The current Bill however, creates a new category of “aggravated forms of trafficking”, which carrries a minimum sentence of 10 years, which may extend to life imprisonment. Some of the aggravated forms of trafficking introduced in the Bill are “trafficking for the purposes of forced labour, begging, marriage and child-bearing.” So what the bill does is, it just increases the punishment, and shows no interest in dealing with the causes of and existing powerful networks of traffickers.

As CIATB argued, the aspiration to move and access better living conditions, poverty, lack of equal opportunity and skewed development policies force persons to move in an unsafe manner, and accept work in a criminalised environment. For instance, in sex work or as undocumented workers abroad. The Bill ignores the problems associated with unequal growth, skewed development and inequity, including – aspirations to migrate for better livelihood.

In case of sex work, the Bill talks about sexual trafficking of women, and also proposes a rescue and rehabilitate model of measure to deal with such trafficking. “Women” in the Bill is a heteronormative term. Since, as mentioned earlier, the TG Bill refuses to consider transgender person as a man or a woman, one wonders what the Trafficking Bill has got to say about the exploitation of transgender Persons. The answer to this is, it criminalises them. Following is a case from Karnataka which shows the dire need of a law that does not paint the transgender community as a criminal one, but the one that ensures that their constitutional rights aren’t harmed.

“Operation Anandi”
TV9, a Kannada TV channel, had aired a show called ‘Operation Anandi’ on the September 25, 2016 from 10 am to 4 pm. It revolved around a 18-year-old boy named Rajesh who was abducted by Mangalmukhis (a transgender community from Karnataka), was and forcibly castrated, and hence turned into a Mangalmukhi against his wish. The show carried visuals of all the accused, captured on a ‘secret camera’ by the TV9 reporters along with the recreation of the castration ceremony. What followed this show was what the Trafficking of Persons (Prevention, Protection and Rehabilitation) Bill, 2018 has in store for the community.

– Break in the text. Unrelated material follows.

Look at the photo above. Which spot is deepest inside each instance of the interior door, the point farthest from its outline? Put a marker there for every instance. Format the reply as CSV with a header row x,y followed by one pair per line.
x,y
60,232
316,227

The channel called this show a ‘sting operation’, and a story more dangerous than that of the underworld of the city. Underworld refers to illegality and crime in the city. Gangs, sex workers (considered to be illegal), human trafficking, smuggling, robbery, kidnappers, beggars, etc. constitute this world, hidden under the world of judiciary, police, law and the state. Hence, the “underworld”— a world of illegality and lawlessness — exists as a parallel to the legal and lawful world. ‘Operation Anandi’ is a story of Hijras, their rituals, practices and way of life. By calling it a story more dangerous than that of the underworld, the show portrayed transgenders as not only belonging to the criminal class, but as the organised criminals.

There has always been a never-fulfilled curiosity regarding the functioning of the underworld. ‘Operation Anandi’, the anchor announces, is one of such missions that TV9 undertook to expose an “underworld” which was “not rowdism or international smuggling, but something straight from narka (hell)”. This “underworld”, the anchor proceeds to explain, is special and different as people getting into this world never come back because it is “disgusting and inhuman”. While the anchor calls this “sting operation”  a promise to expose this “underworld”, he asks the audience not to judge the entire community, as there are both good and bad people in the community. Such a plea is mere tokenism because the transgender community, for the anchor, the director, and the channel, is an “underworld” nonetheless, although with both good and bad crime.

The transgender persons who were in the recorded video were all arrested and tortured and then released. These arrests were protested widely across the state, however, such arrests of transgender persons is an everyday affair. The trafficking Bill in question here, if passed in Rajya Sabha, would allow such arrests of transgender persons for aggravated begging and sex work, and further would make them vulnerable to the violence. Can such a law be expected from a government which is bound to an ideology that holds morality over constitutional rights?